EU lawmakers have agreed to draft rules requiring Alphabet’s unit (GOOGL) (NASDAQ:GOOG) Google, Meta Platforms (NASDAQ:META) and other online service providers, to detect and remove online child pornography, noting that end-to-end encryption would not be affected, Reuters reported.
The draft rule on child sexual abuse material, or CSAM, proposed by the European Commission in 2022, has been a matter of debate between those advocating online safety measures and privacy activists concerned about surveillance, the report added.
The EU executive has brought in the CSAM proposal as the current system of voluntary identifying and reporting by companies has not proved to be sufficient to protect children.
EU lawmakers have to brainstorm the final details with member states before the draft can become a law and could be finalised in 2024.
As per the draft, messaging services, app stores and internet access providers have to report and remove known and new content such as images and videos, and cases of grooming, the report noted.
On Nov. 14, the draft Parliament position was adopted by the Committee on Civil Liberties, Justice and Home Affairs with 51 votes in favour, 2 against, and 1 abstaining.
As per the draft, the new rules would mandate internet providers to evaluate if there is a significant risk of their services being misused for online child sexual abuse and to solicit children, and to take measures to mitigate these risks.
Member of the European Parliament, or MEPs, want these measures to be targeted and effective, and providers should be able to decide which ones to use. They also want to ensure that pornographic sites have adequate age verification systems, flagging mechanisms for CSAM and human content moderation to process these reports.
To stop minors being solicited online, the MEPs also proposed that services targeting children should require by default user consent for unsolicited messages, have blocking and muting options, and boost parental controls.
To avoid mass surveillance or generalised monitoring of the internet, the draft law would allow judicial authorities to authorise time-limited orders, as a last resort, to detect any CSAM and take it down or disable access to it, when mitigation measures are not effective in taking it down, the EU said in the Nov. 14 press release.
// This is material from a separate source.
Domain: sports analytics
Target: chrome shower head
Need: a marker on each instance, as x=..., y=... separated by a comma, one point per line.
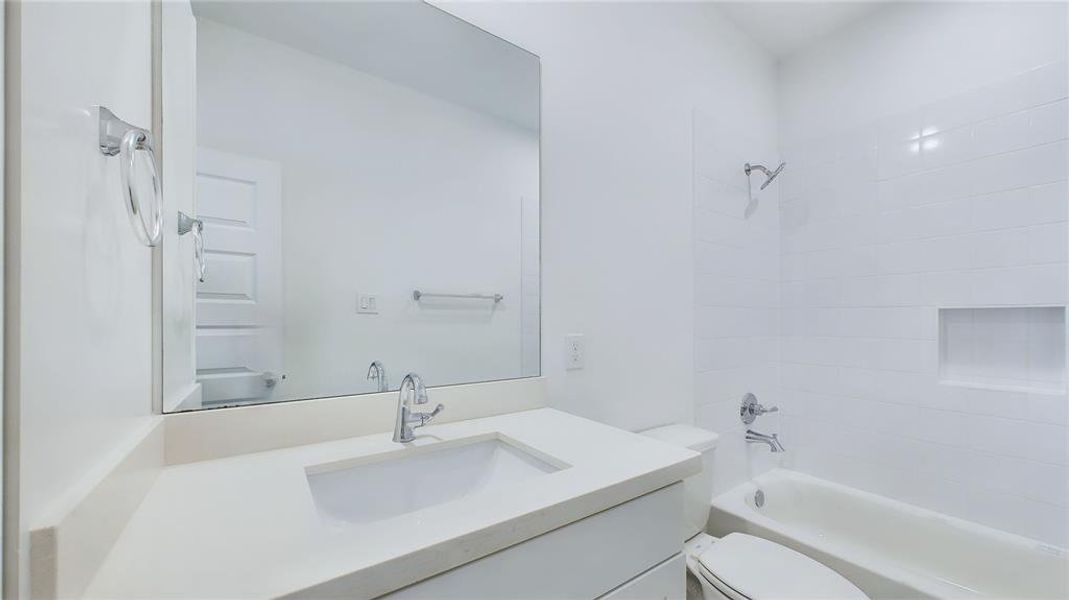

MEPs had also excluded end-to-end encryption from the scope of the detection orders to make sure that all users’ communications are secure and confidential.
The companies would also be able to select the technology used to identify such offences, but the technology would be subject to an independent, public audit.
The law would also set up an EU Centre for Child Protection to help implement the rules and help internet providers in detecting CSAM. It would collect and distribute CSAM reports to competent national authorities and Europol.